Les chansons parlent beaucoup de liberté et de douleur incontrôlable. Kupiainen étant le producteur officiel de l’album, il s’est occupé d’une bonne partie de la composition pour Nemesis, mais a aussi passé le flambeau à Johansson et Paura pour quelques chansons qui ont tout à fait leur place dans l’ambiance sacrée et puissante créée ici. La seule vraie balade se trouve à être If the Story is Over et incorpore des collaborations de Joakim Jokela au sifflement et Jani Liimatainen (ex-Sonata Arctica) à la guitare acoustique. Contrairement aux deux derniers albums, les moments calmes sont très rares, donc toujours pertinents.
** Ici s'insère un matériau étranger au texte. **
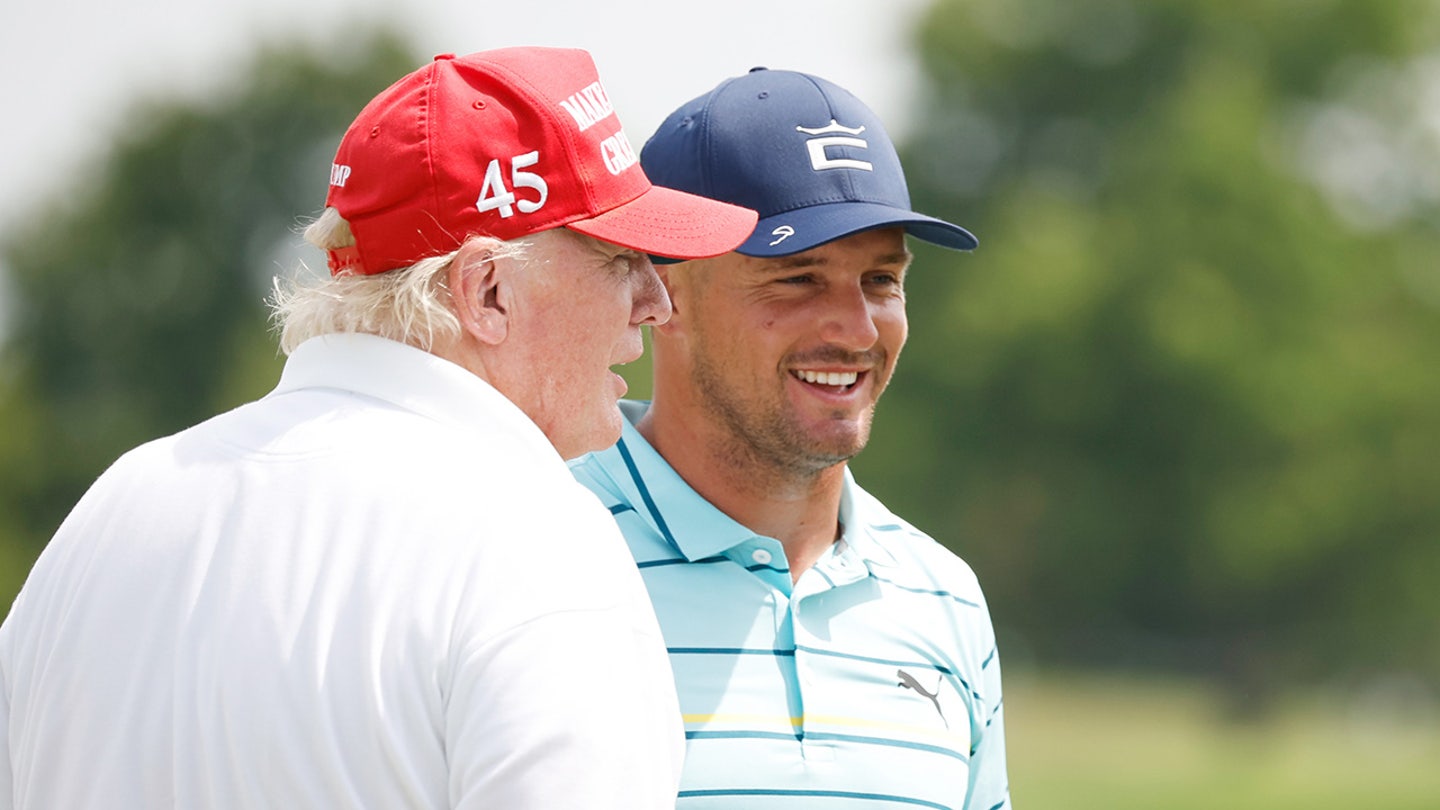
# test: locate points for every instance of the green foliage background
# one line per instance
(1182, 405)
(1181, 410)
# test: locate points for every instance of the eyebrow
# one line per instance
(797, 261)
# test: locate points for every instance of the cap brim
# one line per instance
(671, 224)
(815, 225)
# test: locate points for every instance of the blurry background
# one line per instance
(1181, 410)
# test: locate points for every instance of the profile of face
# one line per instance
(791, 353)
(575, 309)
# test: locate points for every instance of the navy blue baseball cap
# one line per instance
(802, 152)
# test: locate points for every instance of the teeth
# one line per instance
(830, 378)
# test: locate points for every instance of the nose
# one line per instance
(848, 320)
(651, 304)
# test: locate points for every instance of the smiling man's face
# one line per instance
(791, 353)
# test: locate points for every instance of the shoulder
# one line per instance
(915, 549)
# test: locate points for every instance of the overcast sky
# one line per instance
(71, 69)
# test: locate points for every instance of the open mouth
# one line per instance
(834, 381)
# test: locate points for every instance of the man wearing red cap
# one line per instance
(379, 585)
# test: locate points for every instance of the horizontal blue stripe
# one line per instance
(681, 561)
(795, 737)
(657, 562)
(889, 662)
(926, 591)
(890, 742)
(727, 652)
(892, 662)
(801, 737)
(814, 794)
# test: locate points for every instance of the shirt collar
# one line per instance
(863, 518)
(411, 379)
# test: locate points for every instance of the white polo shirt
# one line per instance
(376, 587)
(871, 683)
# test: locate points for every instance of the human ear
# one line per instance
(674, 288)
(478, 290)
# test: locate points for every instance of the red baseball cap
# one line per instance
(506, 143)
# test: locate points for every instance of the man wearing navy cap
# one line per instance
(827, 653)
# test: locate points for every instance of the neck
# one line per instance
(798, 508)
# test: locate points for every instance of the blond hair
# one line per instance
(409, 304)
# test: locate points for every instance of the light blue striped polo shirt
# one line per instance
(871, 683)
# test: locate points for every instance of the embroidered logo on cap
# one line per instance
(817, 147)
(784, 232)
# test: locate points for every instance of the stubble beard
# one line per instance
(769, 438)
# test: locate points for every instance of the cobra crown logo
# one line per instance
(817, 146)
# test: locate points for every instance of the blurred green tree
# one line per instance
(1182, 405)
(138, 297)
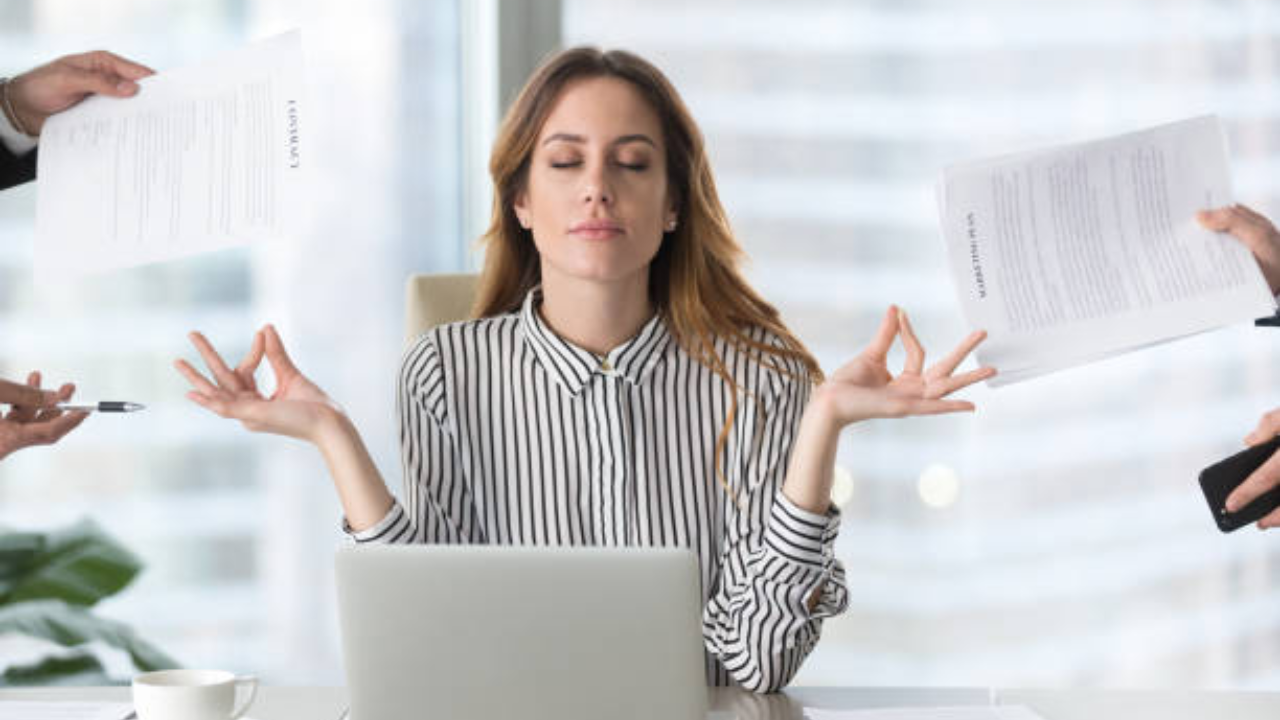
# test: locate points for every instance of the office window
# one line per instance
(237, 529)
(1057, 536)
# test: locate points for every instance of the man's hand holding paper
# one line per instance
(204, 158)
(1073, 254)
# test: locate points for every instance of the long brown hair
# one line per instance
(694, 279)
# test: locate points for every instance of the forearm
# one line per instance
(813, 459)
(361, 490)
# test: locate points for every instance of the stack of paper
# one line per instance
(22, 710)
(979, 712)
(1075, 253)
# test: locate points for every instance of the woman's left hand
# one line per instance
(865, 388)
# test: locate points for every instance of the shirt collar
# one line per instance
(574, 367)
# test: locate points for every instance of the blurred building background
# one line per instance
(1057, 537)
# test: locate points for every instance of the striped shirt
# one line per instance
(511, 434)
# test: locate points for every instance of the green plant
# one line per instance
(48, 584)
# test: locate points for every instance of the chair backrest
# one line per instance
(435, 300)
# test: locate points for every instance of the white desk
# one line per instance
(327, 703)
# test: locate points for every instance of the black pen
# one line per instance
(104, 406)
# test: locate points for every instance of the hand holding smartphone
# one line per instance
(1217, 481)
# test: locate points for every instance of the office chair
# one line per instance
(435, 300)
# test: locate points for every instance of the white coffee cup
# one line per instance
(191, 695)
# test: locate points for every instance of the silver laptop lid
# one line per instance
(476, 633)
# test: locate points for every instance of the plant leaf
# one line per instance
(78, 564)
(69, 625)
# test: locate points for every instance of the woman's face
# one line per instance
(597, 197)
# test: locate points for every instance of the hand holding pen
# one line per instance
(33, 417)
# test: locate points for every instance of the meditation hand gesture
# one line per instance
(865, 388)
(297, 409)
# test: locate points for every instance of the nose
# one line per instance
(597, 188)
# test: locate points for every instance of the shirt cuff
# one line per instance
(385, 529)
(17, 142)
(800, 536)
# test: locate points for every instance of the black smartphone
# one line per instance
(1217, 481)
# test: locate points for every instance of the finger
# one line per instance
(1266, 477)
(914, 350)
(18, 393)
(252, 359)
(214, 361)
(51, 431)
(952, 360)
(946, 386)
(938, 406)
(193, 377)
(27, 413)
(255, 354)
(123, 67)
(81, 81)
(1269, 427)
(213, 404)
(1271, 520)
(1240, 226)
(1249, 213)
(275, 354)
(50, 410)
(885, 335)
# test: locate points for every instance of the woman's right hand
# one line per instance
(297, 408)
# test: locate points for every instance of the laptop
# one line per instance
(480, 632)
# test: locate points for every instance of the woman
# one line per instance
(622, 383)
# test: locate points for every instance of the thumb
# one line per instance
(83, 82)
(1217, 219)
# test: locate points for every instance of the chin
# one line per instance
(602, 272)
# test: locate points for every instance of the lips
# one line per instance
(597, 229)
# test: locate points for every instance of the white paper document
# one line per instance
(981, 712)
(202, 158)
(1078, 253)
(64, 710)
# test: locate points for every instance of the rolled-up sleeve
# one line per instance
(760, 621)
(437, 504)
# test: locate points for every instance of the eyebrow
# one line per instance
(624, 140)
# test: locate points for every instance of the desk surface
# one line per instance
(327, 703)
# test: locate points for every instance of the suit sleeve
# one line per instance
(16, 169)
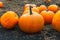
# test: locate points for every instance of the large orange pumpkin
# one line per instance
(53, 8)
(31, 22)
(48, 16)
(34, 9)
(56, 21)
(1, 5)
(9, 19)
(42, 8)
(27, 5)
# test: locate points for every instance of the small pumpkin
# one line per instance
(9, 20)
(1, 5)
(48, 16)
(34, 9)
(27, 5)
(56, 21)
(31, 22)
(42, 8)
(53, 8)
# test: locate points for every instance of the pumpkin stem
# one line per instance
(30, 10)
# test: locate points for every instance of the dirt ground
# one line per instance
(48, 33)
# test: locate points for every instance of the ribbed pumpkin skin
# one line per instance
(31, 23)
(56, 21)
(48, 16)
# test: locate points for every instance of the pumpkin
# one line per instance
(34, 9)
(31, 22)
(1, 5)
(53, 8)
(42, 8)
(9, 0)
(27, 5)
(9, 20)
(56, 21)
(48, 16)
Nemesis propose aux fans quatre chansons bonus à dénicher à travers diverses éditions spéciales. Ces chansons ne sortent pas trop de ce que l’album offre, mais officialisent l’utilisation des effets électroniques au clavier. J’ai pu remarquer que Fireborn et Hunter sont un peu pluspower metal, sans doute pour contenter les fans de la première heure qui peuvent trouver que l’album standard manque cruellement de ce genre qui a fait connaître la formation. J’ai trouvé amusant de constater que ma théorie du feu seulement valable par la pochette de l’album se voit concrétisée dans deux titres des quatre pièces bonus.
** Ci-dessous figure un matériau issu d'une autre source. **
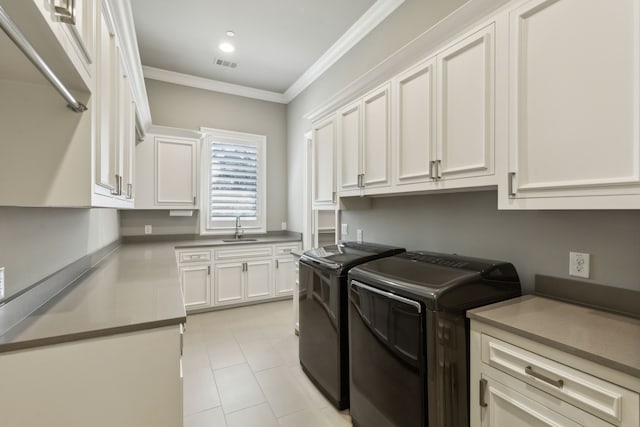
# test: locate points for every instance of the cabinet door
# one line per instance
(324, 182)
(350, 144)
(228, 283)
(107, 95)
(574, 86)
(415, 113)
(507, 407)
(195, 280)
(175, 175)
(376, 134)
(466, 107)
(258, 278)
(285, 276)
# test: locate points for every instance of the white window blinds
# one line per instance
(234, 181)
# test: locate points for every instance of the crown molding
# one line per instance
(120, 15)
(212, 85)
(363, 26)
(469, 17)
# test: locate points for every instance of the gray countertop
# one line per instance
(609, 339)
(136, 287)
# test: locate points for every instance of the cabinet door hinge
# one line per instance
(483, 393)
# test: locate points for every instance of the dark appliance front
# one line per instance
(409, 337)
(323, 342)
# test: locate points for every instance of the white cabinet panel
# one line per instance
(507, 407)
(350, 143)
(228, 283)
(195, 280)
(377, 137)
(415, 116)
(324, 173)
(258, 279)
(175, 176)
(285, 276)
(465, 107)
(574, 99)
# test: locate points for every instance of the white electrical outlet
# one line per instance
(1, 282)
(579, 264)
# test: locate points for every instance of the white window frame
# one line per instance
(208, 227)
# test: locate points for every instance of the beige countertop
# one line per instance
(136, 287)
(609, 339)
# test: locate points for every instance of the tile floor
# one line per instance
(241, 368)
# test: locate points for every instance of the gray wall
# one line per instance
(406, 23)
(35, 242)
(465, 223)
(190, 108)
(534, 241)
(132, 223)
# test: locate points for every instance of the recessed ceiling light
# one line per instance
(226, 47)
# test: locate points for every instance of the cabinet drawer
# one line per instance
(194, 256)
(598, 397)
(245, 252)
(282, 250)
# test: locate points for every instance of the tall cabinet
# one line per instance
(574, 95)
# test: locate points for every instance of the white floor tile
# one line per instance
(260, 415)
(209, 418)
(199, 390)
(238, 388)
(282, 391)
(306, 418)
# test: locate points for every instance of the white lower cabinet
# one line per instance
(516, 382)
(128, 380)
(196, 285)
(228, 282)
(236, 274)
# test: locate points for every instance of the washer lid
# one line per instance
(345, 255)
(441, 281)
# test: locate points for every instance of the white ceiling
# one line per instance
(276, 41)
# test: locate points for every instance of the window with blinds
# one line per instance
(234, 181)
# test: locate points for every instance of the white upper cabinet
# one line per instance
(324, 159)
(574, 95)
(365, 136)
(166, 169)
(376, 137)
(175, 172)
(415, 115)
(466, 107)
(350, 143)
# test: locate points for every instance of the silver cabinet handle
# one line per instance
(483, 393)
(14, 33)
(512, 193)
(66, 14)
(556, 383)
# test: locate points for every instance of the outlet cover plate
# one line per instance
(579, 264)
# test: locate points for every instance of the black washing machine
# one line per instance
(324, 349)
(409, 337)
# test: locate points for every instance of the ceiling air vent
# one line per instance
(225, 63)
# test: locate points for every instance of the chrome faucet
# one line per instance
(239, 231)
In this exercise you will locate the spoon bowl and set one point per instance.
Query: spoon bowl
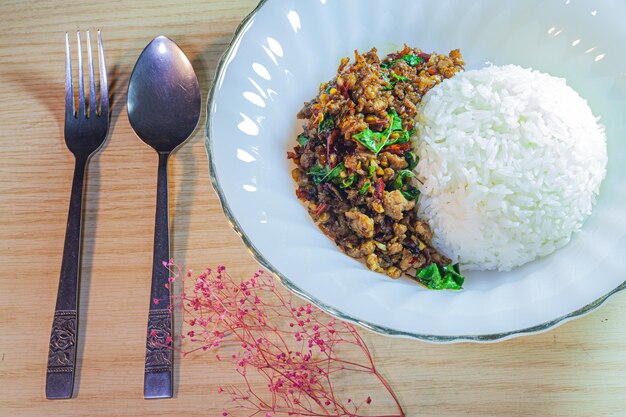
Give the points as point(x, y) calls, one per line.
point(164, 104)
point(164, 97)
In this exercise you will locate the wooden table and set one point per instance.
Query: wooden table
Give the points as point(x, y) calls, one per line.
point(578, 369)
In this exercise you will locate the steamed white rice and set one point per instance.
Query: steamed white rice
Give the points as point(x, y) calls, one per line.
point(511, 161)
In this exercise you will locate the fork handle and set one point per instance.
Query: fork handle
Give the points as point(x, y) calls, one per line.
point(159, 365)
point(63, 338)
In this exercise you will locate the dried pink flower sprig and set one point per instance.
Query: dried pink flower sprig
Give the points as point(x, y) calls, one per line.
point(296, 349)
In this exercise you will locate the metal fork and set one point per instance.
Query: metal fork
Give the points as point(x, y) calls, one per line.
point(86, 129)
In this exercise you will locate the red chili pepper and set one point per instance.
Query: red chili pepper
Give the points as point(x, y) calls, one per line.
point(321, 208)
point(343, 89)
point(330, 146)
point(302, 195)
point(424, 56)
point(398, 149)
point(378, 123)
point(380, 188)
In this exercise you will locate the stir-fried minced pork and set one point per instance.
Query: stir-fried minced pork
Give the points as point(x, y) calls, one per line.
point(354, 159)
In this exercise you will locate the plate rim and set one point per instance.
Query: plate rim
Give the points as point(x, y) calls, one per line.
point(258, 256)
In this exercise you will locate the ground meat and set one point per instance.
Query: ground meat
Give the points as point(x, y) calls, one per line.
point(353, 160)
point(396, 204)
point(361, 224)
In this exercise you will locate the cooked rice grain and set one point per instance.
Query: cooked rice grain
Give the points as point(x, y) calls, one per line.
point(511, 162)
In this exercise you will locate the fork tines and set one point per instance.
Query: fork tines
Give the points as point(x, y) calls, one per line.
point(86, 129)
point(85, 108)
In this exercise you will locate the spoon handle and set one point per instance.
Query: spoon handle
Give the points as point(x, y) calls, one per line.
point(64, 335)
point(159, 365)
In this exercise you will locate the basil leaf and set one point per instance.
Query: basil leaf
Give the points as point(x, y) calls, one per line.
point(429, 274)
point(412, 60)
point(370, 140)
point(320, 174)
point(411, 159)
point(399, 77)
point(411, 193)
point(440, 278)
point(453, 272)
point(386, 79)
point(396, 122)
point(365, 187)
point(377, 141)
point(398, 183)
point(334, 173)
point(317, 174)
point(302, 139)
point(326, 125)
point(348, 181)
Meilleur album de Stratovarius selon moi, point final. Oui je sais, le terme Stratovarius est un peu ambigu, vu que l’on est loin et du son et de la formation originale. La voix de Kotipelto et les solos de Johansson sont toujours là, ce qui me suffit amplement pour leur donner le droit de garder le nom Stratovarius. Depuis la venue de Kupiainen et Porra dans la formation, cette dernière vit un renouveau qui ne fait que se confirmer avec l’ajout du jeune Pilve. Étrange mélange de la scène metal, Stratovarius n’en est pas moins capable d’offrir un son unique et fort d’un travail d’égalisation colossale. Ne faites qu’écouter Abandon, la première pièce du disque, pour comprendre tout ce qui a été dit lors de cette critique.